IMF warns Italy not to breach EU spending rules in next budget

IMF warns Italy not to breach EU spending rules in next budget

Deputy PM Matteo Salvini insists Italy will not cave to financial market pressure

The International Monetary Fund has thrown its weight behind Brussels in its battle with Italy’s coalition government over plans to increase the indebted country’s borrowing in its next budget.

The Washington-based lender of last resort, which is holding its annual conference in Bali this week, warned Rome to abide by the EU’s financial rulebook or risk a rebellion by investors that could trigger a debt default.

Global stock markets fell sharply on Monday amid growing concerns that Italy’s coalition government, formed from the far-right League party and the radical Five Star Movement, was poised to submit a budget in breach of EU spending rules.

Italy’s borrowing costs jumped by as much as 30 basis points to the highest levels since early 2014 after the Italian deputy prime minister, Matteo Salvini, criticised the European commission president, Jean-Claude Juncker, and the economics commissioner, Pierre Moscovici, for failing to back his budget plan.

Speaking at a news conference with the French far-right leader Marine Le Pen, he said the country would not cave to pressure from the financial markets or retreat from its plan for government spending. “We are against the enemies of Europe – Juncker and Moscovici – shut away in the Brussels bunker,” he said.

Brussels has rejected the idea of Italy running a larger budget deficit – the gap between income from taxes and government spending – than previously planned over the next three years.

Rome is due to submit its draft budget by 15 October to the EU commission, the bloc’s executive arm, which will check whether it is in line with EU rules.

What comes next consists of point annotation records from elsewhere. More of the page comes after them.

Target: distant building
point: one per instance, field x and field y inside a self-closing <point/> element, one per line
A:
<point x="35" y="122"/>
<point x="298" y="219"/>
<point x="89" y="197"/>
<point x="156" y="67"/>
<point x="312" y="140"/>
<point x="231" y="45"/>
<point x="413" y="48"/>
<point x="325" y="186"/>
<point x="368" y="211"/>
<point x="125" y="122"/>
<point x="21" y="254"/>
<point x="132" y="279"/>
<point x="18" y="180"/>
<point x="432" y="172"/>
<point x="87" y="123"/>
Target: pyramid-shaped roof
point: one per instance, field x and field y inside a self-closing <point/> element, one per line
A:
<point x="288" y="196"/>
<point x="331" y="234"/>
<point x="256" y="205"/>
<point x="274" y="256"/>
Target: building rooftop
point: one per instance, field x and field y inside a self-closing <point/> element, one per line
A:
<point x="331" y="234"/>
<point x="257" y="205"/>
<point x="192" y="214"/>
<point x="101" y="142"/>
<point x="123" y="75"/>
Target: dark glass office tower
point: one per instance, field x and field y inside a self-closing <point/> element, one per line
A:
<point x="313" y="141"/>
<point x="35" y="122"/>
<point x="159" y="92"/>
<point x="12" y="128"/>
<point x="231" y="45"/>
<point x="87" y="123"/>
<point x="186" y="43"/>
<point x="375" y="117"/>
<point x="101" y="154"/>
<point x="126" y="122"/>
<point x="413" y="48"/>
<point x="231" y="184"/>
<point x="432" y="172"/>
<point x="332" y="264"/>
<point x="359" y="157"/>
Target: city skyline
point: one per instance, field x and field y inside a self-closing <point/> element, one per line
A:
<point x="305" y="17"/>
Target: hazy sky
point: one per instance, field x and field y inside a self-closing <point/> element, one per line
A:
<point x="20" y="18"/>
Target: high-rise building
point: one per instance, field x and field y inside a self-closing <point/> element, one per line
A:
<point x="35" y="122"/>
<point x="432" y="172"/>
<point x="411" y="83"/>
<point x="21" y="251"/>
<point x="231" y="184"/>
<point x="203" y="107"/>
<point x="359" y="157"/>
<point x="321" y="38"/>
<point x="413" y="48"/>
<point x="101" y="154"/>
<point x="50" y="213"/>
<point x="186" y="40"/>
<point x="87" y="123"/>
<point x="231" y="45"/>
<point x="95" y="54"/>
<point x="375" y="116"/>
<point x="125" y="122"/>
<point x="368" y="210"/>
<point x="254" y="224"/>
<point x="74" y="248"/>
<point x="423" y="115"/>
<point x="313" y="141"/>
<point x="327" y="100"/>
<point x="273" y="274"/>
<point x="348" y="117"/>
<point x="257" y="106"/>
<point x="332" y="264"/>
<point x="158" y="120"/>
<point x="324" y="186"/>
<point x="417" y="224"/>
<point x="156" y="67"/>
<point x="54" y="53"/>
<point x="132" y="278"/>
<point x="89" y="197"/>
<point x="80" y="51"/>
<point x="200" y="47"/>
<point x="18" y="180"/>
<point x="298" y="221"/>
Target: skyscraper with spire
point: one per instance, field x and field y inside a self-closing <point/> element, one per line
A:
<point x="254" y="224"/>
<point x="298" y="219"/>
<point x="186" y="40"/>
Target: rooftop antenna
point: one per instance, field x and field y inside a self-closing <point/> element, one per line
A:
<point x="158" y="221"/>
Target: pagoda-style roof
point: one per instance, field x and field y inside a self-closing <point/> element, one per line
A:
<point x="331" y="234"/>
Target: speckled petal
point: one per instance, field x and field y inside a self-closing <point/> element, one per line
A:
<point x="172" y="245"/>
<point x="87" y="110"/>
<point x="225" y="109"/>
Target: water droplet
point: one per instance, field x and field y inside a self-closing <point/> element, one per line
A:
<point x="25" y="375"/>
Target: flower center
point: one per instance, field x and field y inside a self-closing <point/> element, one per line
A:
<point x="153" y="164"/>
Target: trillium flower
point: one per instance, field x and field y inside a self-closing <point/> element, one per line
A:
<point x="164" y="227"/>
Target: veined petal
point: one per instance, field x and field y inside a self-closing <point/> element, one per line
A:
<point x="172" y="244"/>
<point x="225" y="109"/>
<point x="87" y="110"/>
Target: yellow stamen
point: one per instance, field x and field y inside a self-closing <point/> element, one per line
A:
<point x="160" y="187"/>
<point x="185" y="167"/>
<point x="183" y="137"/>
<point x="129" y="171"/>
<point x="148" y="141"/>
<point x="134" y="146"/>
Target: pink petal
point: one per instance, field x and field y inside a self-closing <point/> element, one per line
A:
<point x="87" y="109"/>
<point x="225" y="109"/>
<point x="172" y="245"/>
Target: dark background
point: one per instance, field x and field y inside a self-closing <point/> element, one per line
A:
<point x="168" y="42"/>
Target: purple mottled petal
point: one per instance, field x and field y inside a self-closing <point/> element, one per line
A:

Salvini has said he wants to use a spending boost to kickstart investment and consumer spending to boost growth.

The IMF chief economist Maurice Obstfeld said it was important to maintain the confidence of international money markets, especially when the risks of an escalating trade war and a damaging no-deal Brexit were rising.

The IMF’s intervention could prove significant while both sides seek allies in the budget battle. The IMF is considered an important ally by governments as they seek to persuade electorates that debt-fuelled spending could lead to a collapse in confidence and rising borrowing costs.

Obstfeld said EU rules that prevent governments adding to already sky-high levels of debt to GDP should be maintained in the current unstable economic climate.

Speaking in Bali, he said: “Our concern about Italy is that there is a real imperative for the fiscal policy to maintain the confidence of markets.

“And we have seen the spreads increase over the past months. This has certainly contributed to our downgrade of Italian growth and makes the economy more susceptible to shocks.

“So we think it is important that the government operate within the framework of the European rules, which are also important for the stability of the eurozone itself.”